I need to run a script in multiple (70000) samples in parallel and I don't want to submit all at once to the queue. How do I schedule 100 at a time and each time one has finished another can be queued?

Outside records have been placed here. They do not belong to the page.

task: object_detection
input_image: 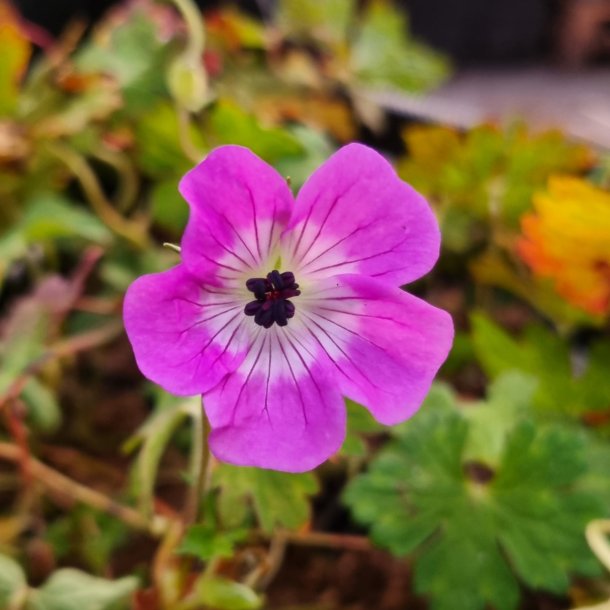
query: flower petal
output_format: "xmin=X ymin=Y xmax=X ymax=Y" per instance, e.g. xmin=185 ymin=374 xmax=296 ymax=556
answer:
xmin=180 ymin=146 xmax=293 ymax=285
xmin=204 ymin=326 xmax=346 ymax=472
xmin=300 ymin=275 xmax=453 ymax=425
xmin=282 ymin=144 xmax=440 ymax=285
xmin=123 ymin=265 xmax=252 ymax=395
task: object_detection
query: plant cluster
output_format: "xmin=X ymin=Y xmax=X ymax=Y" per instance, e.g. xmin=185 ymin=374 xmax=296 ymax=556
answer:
xmin=0 ymin=0 xmax=610 ymax=610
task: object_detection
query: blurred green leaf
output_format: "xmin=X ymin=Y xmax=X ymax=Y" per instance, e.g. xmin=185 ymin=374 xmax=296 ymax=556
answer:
xmin=0 ymin=296 xmax=50 ymax=394
xmin=0 ymin=555 xmax=28 ymax=608
xmin=26 ymin=568 xmax=138 ymax=610
xmin=345 ymin=374 xmax=610 ymax=610
xmin=76 ymin=7 xmax=172 ymax=113
xmin=214 ymin=464 xmax=318 ymax=532
xmin=176 ymin=523 xmax=248 ymax=561
xmin=0 ymin=3 xmax=31 ymax=116
xmin=341 ymin=398 xmax=385 ymax=457
xmin=185 ymin=575 xmax=263 ymax=610
xmin=276 ymin=0 xmax=356 ymax=50
xmin=21 ymin=377 xmax=62 ymax=434
xmin=20 ymin=192 xmax=112 ymax=245
xmin=150 ymin=177 xmax=189 ymax=235
xmin=206 ymin=100 xmax=304 ymax=163
xmin=398 ymin=123 xmax=593 ymax=230
xmin=471 ymin=313 xmax=610 ymax=421
xmin=274 ymin=125 xmax=335 ymax=190
xmin=135 ymin=102 xmax=203 ymax=180
xmin=350 ymin=0 xmax=449 ymax=92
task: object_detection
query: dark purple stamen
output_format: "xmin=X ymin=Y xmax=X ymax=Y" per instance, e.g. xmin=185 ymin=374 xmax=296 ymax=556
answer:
xmin=244 ymin=270 xmax=301 ymax=328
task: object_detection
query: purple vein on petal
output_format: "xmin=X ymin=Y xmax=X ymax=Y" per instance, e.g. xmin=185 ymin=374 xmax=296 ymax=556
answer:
xmin=292 ymin=195 xmax=320 ymax=258
xmin=295 ymin=180 xmax=358 ymax=264
xmin=300 ymin=216 xmax=376 ymax=270
xmin=244 ymin=183 xmax=263 ymax=260
xmin=298 ymin=308 xmax=391 ymax=394
xmin=231 ymin=333 xmax=269 ymax=426
xmin=217 ymin=214 xmax=260 ymax=269
xmin=172 ymin=311 xmax=241 ymax=370
xmin=308 ymin=237 xmax=407 ymax=273
xmin=277 ymin=328 xmax=307 ymax=425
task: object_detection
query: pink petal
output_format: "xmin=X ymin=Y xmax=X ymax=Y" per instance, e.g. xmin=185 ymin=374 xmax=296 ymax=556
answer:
xmin=203 ymin=327 xmax=346 ymax=472
xmin=180 ymin=146 xmax=293 ymax=285
xmin=301 ymin=275 xmax=453 ymax=425
xmin=282 ymin=144 xmax=440 ymax=285
xmin=123 ymin=265 xmax=252 ymax=395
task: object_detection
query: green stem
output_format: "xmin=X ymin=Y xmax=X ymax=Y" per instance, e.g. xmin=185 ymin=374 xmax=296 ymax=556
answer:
xmin=184 ymin=408 xmax=211 ymax=525
xmin=171 ymin=0 xmax=205 ymax=55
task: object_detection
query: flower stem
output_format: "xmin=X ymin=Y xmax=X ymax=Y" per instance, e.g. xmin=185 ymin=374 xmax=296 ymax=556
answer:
xmin=184 ymin=408 xmax=211 ymax=525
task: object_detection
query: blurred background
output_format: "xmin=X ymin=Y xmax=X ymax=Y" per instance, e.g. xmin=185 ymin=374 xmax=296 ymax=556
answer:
xmin=0 ymin=0 xmax=610 ymax=610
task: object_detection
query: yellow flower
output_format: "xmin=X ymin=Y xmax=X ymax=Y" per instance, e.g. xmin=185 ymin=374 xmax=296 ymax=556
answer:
xmin=517 ymin=176 xmax=610 ymax=315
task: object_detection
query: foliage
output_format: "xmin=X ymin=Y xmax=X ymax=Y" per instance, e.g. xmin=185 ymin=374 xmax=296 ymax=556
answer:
xmin=0 ymin=555 xmax=138 ymax=610
xmin=215 ymin=464 xmax=318 ymax=532
xmin=345 ymin=375 xmax=603 ymax=610
xmin=0 ymin=0 xmax=610 ymax=610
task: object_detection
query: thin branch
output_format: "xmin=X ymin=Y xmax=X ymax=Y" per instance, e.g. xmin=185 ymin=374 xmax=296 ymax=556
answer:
xmin=255 ymin=530 xmax=374 ymax=552
xmin=0 ymin=321 xmax=123 ymax=410
xmin=0 ymin=442 xmax=167 ymax=536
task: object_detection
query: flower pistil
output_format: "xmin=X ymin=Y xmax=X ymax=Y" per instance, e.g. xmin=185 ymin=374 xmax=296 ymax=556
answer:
xmin=244 ymin=269 xmax=301 ymax=328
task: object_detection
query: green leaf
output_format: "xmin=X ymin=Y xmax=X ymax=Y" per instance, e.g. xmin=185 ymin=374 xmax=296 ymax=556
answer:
xmin=214 ymin=464 xmax=318 ymax=532
xmin=0 ymin=3 xmax=31 ymax=116
xmin=0 ymin=295 xmax=50 ymax=394
xmin=150 ymin=177 xmax=189 ymax=235
xmin=126 ymin=395 xmax=201 ymax=514
xmin=76 ymin=7 xmax=172 ymax=114
xmin=135 ymin=103 xmax=203 ymax=180
xmin=344 ymin=374 xmax=610 ymax=610
xmin=206 ymin=100 xmax=304 ymax=163
xmin=21 ymin=377 xmax=61 ymax=433
xmin=195 ymin=576 xmax=263 ymax=610
xmin=274 ymin=125 xmax=335 ymax=190
xmin=20 ymin=192 xmax=112 ymax=245
xmin=341 ymin=399 xmax=385 ymax=457
xmin=176 ymin=523 xmax=248 ymax=561
xmin=0 ymin=555 xmax=28 ymax=608
xmin=26 ymin=568 xmax=138 ymax=610
xmin=276 ymin=0 xmax=356 ymax=49
xmin=471 ymin=313 xmax=610 ymax=419
xmin=351 ymin=0 xmax=449 ymax=92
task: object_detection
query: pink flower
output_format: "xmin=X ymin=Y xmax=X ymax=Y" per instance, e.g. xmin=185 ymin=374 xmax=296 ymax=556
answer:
xmin=124 ymin=144 xmax=453 ymax=472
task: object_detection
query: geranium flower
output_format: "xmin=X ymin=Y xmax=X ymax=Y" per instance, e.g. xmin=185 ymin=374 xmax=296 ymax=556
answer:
xmin=125 ymin=144 xmax=453 ymax=472
xmin=517 ymin=176 xmax=610 ymax=316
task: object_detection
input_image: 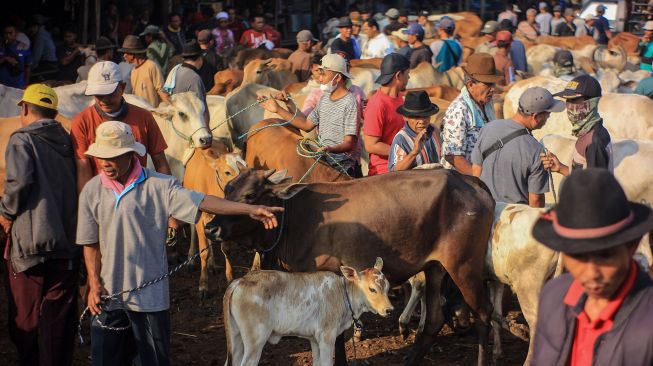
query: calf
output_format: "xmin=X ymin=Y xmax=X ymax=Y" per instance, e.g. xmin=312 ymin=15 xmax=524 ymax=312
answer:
xmin=223 ymin=258 xmax=393 ymax=366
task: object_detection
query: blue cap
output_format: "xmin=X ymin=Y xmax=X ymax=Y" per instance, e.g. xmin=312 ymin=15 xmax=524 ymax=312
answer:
xmin=402 ymin=23 xmax=424 ymax=37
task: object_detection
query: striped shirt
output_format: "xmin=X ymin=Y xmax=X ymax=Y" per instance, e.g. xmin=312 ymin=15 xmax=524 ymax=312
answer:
xmin=308 ymin=93 xmax=360 ymax=170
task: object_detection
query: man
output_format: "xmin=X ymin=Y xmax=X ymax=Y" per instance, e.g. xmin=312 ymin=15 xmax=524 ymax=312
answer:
xmin=472 ymin=87 xmax=565 ymax=207
xmin=555 ymin=8 xmax=576 ymax=37
xmin=442 ymin=53 xmax=503 ymax=175
xmin=0 ymin=84 xmax=79 ymax=365
xmin=0 ymin=25 xmax=32 ymax=89
xmin=535 ymin=1 xmax=553 ymax=36
xmin=551 ymin=5 xmax=574 ymax=36
xmin=140 ymin=25 xmax=174 ymax=70
xmin=474 ymin=20 xmax=500 ymax=55
xmin=240 ymin=16 xmax=269 ymax=48
xmin=531 ymin=169 xmax=653 ymax=366
xmin=637 ymin=20 xmax=653 ymax=71
xmin=363 ymin=53 xmax=410 ymax=176
xmin=392 ymin=28 xmax=413 ymax=60
xmin=517 ymin=9 xmax=540 ymax=42
xmin=197 ymin=29 xmax=222 ymax=90
xmin=428 ymin=17 xmax=463 ymax=72
xmin=542 ymin=75 xmax=614 ymax=176
xmin=361 ymin=19 xmax=394 ymax=59
xmin=497 ymin=3 xmax=521 ymax=27
xmin=288 ymin=29 xmax=317 ymax=83
xmin=594 ymin=4 xmax=612 ymax=45
xmin=260 ymin=54 xmax=362 ymax=177
xmin=70 ymin=61 xmax=170 ymax=192
xmin=163 ymin=13 xmax=186 ymax=55
xmin=331 ymin=18 xmax=361 ymax=60
xmin=494 ymin=31 xmax=515 ymax=86
xmin=383 ymin=8 xmax=406 ymax=35
xmin=57 ymin=29 xmax=84 ymax=83
xmin=73 ymin=121 xmax=283 ymax=366
xmin=118 ymin=35 xmax=167 ymax=108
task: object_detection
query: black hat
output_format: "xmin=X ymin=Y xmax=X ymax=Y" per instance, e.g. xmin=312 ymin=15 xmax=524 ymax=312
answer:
xmin=553 ymin=75 xmax=601 ymax=99
xmin=553 ymin=50 xmax=574 ymax=67
xmin=533 ymin=168 xmax=653 ymax=254
xmin=181 ymin=39 xmax=202 ymax=57
xmin=376 ymin=53 xmax=410 ymax=85
xmin=397 ymin=90 xmax=440 ymax=117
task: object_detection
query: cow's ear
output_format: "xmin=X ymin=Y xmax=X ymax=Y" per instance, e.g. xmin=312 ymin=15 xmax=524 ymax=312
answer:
xmin=272 ymin=183 xmax=308 ymax=200
xmin=340 ymin=266 xmax=358 ymax=282
xmin=374 ymin=257 xmax=383 ymax=272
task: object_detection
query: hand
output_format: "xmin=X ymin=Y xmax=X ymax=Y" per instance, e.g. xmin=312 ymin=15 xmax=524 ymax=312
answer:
xmin=87 ymin=284 xmax=109 ymax=315
xmin=249 ymin=206 xmax=283 ymax=230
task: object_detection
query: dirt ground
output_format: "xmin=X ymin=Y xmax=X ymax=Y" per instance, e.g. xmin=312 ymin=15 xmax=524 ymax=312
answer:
xmin=0 ymin=239 xmax=528 ymax=366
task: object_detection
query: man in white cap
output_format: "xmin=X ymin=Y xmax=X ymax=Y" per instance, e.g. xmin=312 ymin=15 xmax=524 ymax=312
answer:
xmin=76 ymin=121 xmax=283 ymax=366
xmin=260 ymin=53 xmax=362 ymax=177
xmin=70 ymin=61 xmax=170 ymax=192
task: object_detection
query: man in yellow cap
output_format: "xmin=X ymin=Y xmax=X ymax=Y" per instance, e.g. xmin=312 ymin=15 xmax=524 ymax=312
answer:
xmin=0 ymin=84 xmax=79 ymax=365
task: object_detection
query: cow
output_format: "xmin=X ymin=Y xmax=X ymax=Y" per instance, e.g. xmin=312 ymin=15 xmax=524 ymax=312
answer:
xmin=206 ymin=168 xmax=494 ymax=365
xmin=183 ymin=139 xmax=245 ymax=300
xmin=222 ymin=258 xmax=393 ymax=366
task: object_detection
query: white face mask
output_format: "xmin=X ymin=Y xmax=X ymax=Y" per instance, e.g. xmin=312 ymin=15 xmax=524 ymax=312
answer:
xmin=320 ymin=74 xmax=338 ymax=93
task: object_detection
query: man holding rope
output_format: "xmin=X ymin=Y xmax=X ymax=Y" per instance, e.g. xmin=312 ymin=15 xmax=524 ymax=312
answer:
xmin=76 ymin=121 xmax=283 ymax=366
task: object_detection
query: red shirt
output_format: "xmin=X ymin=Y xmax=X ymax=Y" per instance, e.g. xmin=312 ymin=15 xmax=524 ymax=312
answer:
xmin=564 ymin=261 xmax=637 ymax=366
xmin=363 ymin=90 xmax=405 ymax=175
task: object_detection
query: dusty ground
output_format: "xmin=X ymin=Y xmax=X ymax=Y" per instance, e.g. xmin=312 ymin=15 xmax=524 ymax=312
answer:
xmin=0 ymin=239 xmax=528 ymax=366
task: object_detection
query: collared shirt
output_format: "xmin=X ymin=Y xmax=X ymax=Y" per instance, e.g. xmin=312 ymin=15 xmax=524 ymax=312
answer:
xmin=564 ymin=260 xmax=637 ymax=366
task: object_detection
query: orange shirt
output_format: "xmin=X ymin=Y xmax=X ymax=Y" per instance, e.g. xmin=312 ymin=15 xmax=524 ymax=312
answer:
xmin=564 ymin=261 xmax=637 ymax=366
xmin=70 ymin=104 xmax=168 ymax=175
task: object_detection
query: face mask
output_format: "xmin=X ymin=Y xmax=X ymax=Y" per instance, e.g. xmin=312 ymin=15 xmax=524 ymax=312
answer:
xmin=320 ymin=74 xmax=338 ymax=93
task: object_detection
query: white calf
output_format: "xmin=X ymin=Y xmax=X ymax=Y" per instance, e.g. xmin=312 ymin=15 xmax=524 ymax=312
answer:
xmin=223 ymin=258 xmax=393 ymax=366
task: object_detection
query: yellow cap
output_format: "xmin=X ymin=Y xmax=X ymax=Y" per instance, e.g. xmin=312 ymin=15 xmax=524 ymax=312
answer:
xmin=18 ymin=84 xmax=59 ymax=110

A lot of files are written as a result of running another software wrapped in my script. I also need to extract results from each file into a single results file.
I thought something about this:
# set maximum number of processes to run in SLURM
MAX_QUEUE=200
Protein_sequence='MNNAANTGTTNESNVSDAPRIEPLPSLNDDDIEKILQPNDIFTTDRTDASTTSSTAIEDIINPSLDPQSAASPVPSSSFFHDSRKPSTSTHLVRRGTPLGIYQTNLYGHNSRENTNPNSTLLSSKLLAHPPVPYGQNPDLLQHAVYRAQPSSGTTNAQPRQTTRRYQSHKSRPAFVNKLWSMLNDDSNTKLIQWAEDGKSFIVTNREEFVHQILPKYFKHSNFASFVRQLNMYGWHKVQDVKSGSIQSSSDDKWQFENENFIRGREDLLEKIIRQKGSSNNHNSPSGNGNPANGSNIPLDNAAGSNNSNNNISSSNSFFNNGHLLQGKTLRLMNEANLGDKNDVTAILGELEQIKYNQIAISKDLLRINKDNELLWQENMMARERHRTQQQALEKMFRFLTSIVPHLDPKMIMDGLGDPKVNNEKLNSANNIGLNRDNTGTIDELKSNDSFINDDRNSFTNATTNARNNMSPNNDDNSIDTASTNTTNRKKNIDENIKNNNDIINDIIFNTNLANNLSNYNSNNNAGSPIRPYKQRYLLKNRANSSTSSENPSLTPFDIESNNDRKISEIPFDDEEEEETDFRPFTSRDPNNQTSENTFDPNRFTMLSDDDLKKDSHTNDNKHNESDLFWDNVHRNIDEQDARLQNLENMVHILSPGYPNKSFNNKTSSTNTNSNMESAVNVNSPGFNLQDYLTGESNSPNSVHSVPSNGSGSTPLPMPNDNDTEHASTSVNQGENGSGLTPFLTVDDHTLNDNNTSEGSTRVSPDIKFSATENTKVSDNLPSFNDHSYSTQADTAPENAKKRFVEEIPEPAIVEIQDPTEYNDHRLPKRAKK'
# 5' primer to add at "N" terminal (left of the sequence)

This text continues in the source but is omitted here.